Freelance specialist lawyers could increasingly be deployed to work for in-house clients and boost internal workforces, according to the latest law firm to announce a new contract lawyer offering.
Corporate firm Addleshaw Goddard’s AG Integrate will place self-employed lawyers within its clients’ businesses for a ‘defined’ period of time, such as maternity or paternity cover. Lawyers could also be deployed internally to supplement the firm’s workforce during busy transaction periods.
Greg Bott (pictured), head of Addleshaw Goddard’s client development centre, said the profession was currently going through some ‘growing pains’.
‘The make up and composition of resource that we have in the legal sector is slightly shifting,’ Bott said. ‘People are looking at partnership, billable hours targets and different ways of continuing to do what they love, which is legal work, but without the pressure.’
In-house clients, he added, were under pressure from chief executives to provide more from shrinking budgets. ‘Rather than carrying large overheads within their team, they’re thinking about how to access contract lawyers,’ Bott said.

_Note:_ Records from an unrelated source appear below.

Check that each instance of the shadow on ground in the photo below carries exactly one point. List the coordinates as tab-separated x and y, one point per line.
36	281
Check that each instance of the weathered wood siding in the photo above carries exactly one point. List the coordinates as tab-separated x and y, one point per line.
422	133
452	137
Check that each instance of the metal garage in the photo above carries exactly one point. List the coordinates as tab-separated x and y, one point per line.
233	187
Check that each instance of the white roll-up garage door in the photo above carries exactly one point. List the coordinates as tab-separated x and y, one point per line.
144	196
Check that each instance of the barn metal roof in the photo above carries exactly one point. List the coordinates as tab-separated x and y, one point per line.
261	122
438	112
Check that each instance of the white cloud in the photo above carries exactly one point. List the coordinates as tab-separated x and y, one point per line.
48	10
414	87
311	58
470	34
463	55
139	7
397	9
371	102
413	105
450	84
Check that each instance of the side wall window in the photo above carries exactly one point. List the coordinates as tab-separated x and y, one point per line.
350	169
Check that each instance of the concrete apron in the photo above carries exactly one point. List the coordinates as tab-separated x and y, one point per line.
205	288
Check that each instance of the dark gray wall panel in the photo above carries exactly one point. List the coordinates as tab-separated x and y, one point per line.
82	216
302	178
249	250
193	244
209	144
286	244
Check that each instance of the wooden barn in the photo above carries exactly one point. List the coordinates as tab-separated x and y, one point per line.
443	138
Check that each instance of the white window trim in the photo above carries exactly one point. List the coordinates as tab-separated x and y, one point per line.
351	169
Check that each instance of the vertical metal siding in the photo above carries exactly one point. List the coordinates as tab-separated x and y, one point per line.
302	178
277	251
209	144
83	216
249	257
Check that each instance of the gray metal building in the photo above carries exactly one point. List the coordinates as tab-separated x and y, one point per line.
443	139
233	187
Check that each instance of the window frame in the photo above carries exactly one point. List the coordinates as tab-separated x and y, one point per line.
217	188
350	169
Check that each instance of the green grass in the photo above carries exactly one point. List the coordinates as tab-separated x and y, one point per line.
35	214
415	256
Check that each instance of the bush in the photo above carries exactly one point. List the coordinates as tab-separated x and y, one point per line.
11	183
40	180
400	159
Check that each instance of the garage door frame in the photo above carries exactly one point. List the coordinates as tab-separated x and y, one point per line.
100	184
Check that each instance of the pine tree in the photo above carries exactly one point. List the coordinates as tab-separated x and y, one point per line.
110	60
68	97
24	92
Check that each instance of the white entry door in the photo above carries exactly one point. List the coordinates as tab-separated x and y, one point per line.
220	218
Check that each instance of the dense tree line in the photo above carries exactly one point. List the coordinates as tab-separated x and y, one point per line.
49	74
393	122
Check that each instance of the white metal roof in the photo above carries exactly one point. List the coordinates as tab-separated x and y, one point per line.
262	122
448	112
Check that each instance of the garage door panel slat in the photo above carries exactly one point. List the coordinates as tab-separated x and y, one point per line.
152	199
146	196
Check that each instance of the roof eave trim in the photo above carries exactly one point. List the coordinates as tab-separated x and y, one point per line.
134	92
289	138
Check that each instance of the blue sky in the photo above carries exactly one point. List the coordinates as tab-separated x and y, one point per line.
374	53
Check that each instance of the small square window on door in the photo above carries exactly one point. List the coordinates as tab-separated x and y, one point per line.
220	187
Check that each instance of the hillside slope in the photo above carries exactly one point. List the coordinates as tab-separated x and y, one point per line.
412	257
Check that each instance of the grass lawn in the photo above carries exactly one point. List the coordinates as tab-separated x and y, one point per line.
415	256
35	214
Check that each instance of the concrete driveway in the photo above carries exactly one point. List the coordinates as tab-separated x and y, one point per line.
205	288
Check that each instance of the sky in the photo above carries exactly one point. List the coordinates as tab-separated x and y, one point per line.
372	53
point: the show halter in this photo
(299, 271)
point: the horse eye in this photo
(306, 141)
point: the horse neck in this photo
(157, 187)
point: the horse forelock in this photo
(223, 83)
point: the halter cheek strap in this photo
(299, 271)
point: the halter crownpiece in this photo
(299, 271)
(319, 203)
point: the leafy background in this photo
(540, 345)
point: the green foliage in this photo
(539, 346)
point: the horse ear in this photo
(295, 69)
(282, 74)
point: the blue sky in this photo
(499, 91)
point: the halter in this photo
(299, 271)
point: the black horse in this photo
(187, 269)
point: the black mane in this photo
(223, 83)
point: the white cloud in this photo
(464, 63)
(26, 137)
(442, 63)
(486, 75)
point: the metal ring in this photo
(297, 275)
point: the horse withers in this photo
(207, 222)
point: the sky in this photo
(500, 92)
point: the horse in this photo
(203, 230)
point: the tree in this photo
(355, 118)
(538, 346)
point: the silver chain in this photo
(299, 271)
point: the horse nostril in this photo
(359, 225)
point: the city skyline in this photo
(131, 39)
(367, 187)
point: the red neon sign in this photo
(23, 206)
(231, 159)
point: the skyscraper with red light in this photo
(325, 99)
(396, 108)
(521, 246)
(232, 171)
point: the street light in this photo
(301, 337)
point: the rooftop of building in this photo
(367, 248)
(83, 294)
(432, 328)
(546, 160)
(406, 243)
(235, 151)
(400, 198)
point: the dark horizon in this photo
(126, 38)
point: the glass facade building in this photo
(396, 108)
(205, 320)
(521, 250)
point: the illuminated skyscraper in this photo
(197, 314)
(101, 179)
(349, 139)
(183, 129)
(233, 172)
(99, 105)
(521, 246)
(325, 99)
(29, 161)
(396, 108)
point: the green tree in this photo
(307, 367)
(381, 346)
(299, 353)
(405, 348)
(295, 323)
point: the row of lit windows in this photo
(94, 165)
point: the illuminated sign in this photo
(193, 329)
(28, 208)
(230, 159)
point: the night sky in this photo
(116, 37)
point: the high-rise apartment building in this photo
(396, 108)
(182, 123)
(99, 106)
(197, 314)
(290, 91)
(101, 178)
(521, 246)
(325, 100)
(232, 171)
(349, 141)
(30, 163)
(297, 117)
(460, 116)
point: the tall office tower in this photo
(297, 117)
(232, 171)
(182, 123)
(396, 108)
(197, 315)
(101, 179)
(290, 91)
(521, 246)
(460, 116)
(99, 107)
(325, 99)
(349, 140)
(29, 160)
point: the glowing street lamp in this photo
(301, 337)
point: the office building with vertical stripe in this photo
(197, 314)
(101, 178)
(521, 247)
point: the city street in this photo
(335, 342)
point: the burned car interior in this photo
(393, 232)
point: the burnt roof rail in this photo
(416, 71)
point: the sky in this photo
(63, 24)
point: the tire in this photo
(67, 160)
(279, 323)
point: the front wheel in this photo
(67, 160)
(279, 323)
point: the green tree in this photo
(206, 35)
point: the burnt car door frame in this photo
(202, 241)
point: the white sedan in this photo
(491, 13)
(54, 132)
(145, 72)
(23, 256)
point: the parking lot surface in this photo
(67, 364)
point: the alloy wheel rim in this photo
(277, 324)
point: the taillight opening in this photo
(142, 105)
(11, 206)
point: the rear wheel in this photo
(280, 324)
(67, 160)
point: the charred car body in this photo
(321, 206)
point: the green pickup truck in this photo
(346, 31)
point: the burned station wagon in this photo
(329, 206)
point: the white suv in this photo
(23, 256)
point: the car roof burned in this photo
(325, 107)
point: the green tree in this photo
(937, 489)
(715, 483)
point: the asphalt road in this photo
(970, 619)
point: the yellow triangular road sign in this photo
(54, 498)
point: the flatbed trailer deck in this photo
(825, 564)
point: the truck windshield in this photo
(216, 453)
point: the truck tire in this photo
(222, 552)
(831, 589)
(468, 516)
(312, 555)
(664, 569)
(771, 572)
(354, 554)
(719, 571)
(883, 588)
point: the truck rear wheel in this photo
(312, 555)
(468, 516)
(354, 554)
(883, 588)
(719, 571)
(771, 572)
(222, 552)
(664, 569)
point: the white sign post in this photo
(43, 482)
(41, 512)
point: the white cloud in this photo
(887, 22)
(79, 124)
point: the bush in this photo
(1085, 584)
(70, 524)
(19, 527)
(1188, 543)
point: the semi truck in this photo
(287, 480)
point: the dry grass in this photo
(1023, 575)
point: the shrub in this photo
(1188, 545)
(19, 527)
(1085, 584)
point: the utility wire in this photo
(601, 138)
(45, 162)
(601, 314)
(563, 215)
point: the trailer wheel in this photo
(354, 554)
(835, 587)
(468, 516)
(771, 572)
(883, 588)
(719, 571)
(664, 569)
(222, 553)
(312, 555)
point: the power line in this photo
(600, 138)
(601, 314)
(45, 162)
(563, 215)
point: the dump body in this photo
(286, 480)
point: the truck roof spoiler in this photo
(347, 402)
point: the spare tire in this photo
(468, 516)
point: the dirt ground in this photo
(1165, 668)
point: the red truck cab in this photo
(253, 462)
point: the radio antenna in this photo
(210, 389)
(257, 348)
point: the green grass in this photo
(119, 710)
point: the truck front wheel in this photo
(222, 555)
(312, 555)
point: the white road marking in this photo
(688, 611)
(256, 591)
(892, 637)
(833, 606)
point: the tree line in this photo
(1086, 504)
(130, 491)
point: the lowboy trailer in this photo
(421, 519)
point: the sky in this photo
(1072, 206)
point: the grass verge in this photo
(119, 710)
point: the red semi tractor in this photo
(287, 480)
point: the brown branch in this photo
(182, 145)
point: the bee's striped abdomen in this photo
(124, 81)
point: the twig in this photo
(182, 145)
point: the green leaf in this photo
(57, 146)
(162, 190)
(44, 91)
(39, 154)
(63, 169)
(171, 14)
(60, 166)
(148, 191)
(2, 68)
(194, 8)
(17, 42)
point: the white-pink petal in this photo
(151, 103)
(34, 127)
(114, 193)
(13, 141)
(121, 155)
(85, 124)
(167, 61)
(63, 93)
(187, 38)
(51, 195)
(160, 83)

Addleshaw Goddard’s new service marks a potential trend in the way firms develop and maintain links with their client without affecting their own manpower.
National firm Lewis Silkin established a service two years ago to provide employment lawyers to clients’ in-house teams. The firm has since extended this service to its media, brand and technology team.
Partner Russell Brimelow said the firm received so many requests for secondments, ‘we set up a team of people who just wanted to do that type of work’.